As far as France is concerned, Nachabe highlighted the important “role of Total and the investment in the port of Beirut …while France is cementing its regional allies, it is also trying to distance Turkey as much as possible.”

France and the United States have been working on the roadmap as well, “Macron is setting an 8-week-long deadline [on Lebanon], because the United States gave him [Macron], a deadline for changes and reforms,” Nachabe said. 

However, “the actual lifespan [of the government] is still not clear,” Nachabe said. It all rests on the outcomes of the US elections, and relations between Washington and Tehran after hints of a possible Russia-brokered negotiation was thrown off the table. 

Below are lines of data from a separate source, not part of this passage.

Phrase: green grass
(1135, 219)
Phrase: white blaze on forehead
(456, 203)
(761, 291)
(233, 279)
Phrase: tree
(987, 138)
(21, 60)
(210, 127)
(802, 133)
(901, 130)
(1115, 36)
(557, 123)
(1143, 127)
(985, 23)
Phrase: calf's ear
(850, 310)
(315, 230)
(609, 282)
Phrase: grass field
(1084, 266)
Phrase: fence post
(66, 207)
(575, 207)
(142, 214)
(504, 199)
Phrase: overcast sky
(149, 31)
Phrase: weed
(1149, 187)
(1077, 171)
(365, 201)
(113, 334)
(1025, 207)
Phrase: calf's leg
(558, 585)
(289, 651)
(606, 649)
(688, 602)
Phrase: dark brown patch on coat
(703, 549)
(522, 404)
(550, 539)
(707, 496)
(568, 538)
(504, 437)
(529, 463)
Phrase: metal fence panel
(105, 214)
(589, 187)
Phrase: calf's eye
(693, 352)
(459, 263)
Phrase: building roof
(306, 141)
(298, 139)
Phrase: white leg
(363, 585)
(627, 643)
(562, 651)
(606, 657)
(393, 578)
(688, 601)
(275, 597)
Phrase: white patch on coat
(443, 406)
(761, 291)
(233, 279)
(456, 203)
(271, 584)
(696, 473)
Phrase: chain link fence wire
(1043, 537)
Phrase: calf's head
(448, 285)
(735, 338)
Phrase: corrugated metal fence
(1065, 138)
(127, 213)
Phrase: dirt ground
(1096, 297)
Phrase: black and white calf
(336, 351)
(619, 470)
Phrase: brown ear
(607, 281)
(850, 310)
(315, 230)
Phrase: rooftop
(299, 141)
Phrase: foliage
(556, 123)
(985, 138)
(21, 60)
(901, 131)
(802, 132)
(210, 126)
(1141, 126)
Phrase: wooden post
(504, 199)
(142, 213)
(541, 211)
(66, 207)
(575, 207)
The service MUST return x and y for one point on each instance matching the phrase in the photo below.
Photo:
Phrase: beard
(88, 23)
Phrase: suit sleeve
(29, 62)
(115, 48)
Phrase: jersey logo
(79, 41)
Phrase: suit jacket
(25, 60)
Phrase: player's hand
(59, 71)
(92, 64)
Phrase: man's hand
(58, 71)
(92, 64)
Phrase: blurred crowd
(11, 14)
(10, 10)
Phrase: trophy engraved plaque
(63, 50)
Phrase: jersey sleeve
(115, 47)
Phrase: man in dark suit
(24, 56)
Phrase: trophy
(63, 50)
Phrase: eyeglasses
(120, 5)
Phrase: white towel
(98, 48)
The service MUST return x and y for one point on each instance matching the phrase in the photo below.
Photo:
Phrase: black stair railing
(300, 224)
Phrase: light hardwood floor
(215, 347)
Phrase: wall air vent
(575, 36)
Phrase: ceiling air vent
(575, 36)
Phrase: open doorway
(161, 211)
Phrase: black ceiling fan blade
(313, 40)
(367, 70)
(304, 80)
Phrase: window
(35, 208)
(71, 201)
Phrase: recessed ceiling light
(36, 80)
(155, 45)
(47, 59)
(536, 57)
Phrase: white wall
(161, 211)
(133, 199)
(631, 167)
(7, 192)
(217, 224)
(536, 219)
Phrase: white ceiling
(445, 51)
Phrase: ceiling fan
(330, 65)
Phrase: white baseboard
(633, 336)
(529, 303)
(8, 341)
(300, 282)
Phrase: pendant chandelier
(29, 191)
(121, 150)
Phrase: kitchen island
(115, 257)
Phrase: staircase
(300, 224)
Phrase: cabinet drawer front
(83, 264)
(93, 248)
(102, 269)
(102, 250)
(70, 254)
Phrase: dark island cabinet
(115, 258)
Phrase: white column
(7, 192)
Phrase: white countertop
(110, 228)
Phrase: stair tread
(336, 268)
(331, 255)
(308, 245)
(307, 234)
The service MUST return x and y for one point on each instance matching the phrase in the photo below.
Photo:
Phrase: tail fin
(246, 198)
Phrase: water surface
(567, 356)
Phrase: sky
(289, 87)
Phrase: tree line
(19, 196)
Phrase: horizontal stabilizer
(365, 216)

Meanwhile, late Tuesday, the U.S. Treasury sanctioned two former Lebanese Cabinet ministers who are allied with Iran-backed Hezbollah in a rare move against politicians close to the group.

The sanctioned officials are former finance minister Ali Hassan Khalil and former public works and transportation minister Youssef Fenianos. Khalil is currently a member of the Lebanese Parliament.

“Corruption has run rampant in Lebanon, and Hezbollah has exploited the political system to spread its malign influence,” said Secretary Steven T. Mnuchin. “The United States stands with the people of Lebanon in their calls for reform and will continue to use its authorities to target those who oppress and exploit them.”

Asked about the US sanctions against the two former Cabinet ministers, Nachabe said the move comes as no surprise. “The Americans were planning for months to sanction through the Caesar and Magnitski law…But due to the Beirut blast, they postponed the sanctions until now.”

“This is part of the pressure tactics and the card used by the US for more pressure on the ground.”

But the question now, Yehya said, “is whether Adib will be separated from the political dinosaurs and sects masters in Lebanon, and if he will fall under the sword of sanctions.”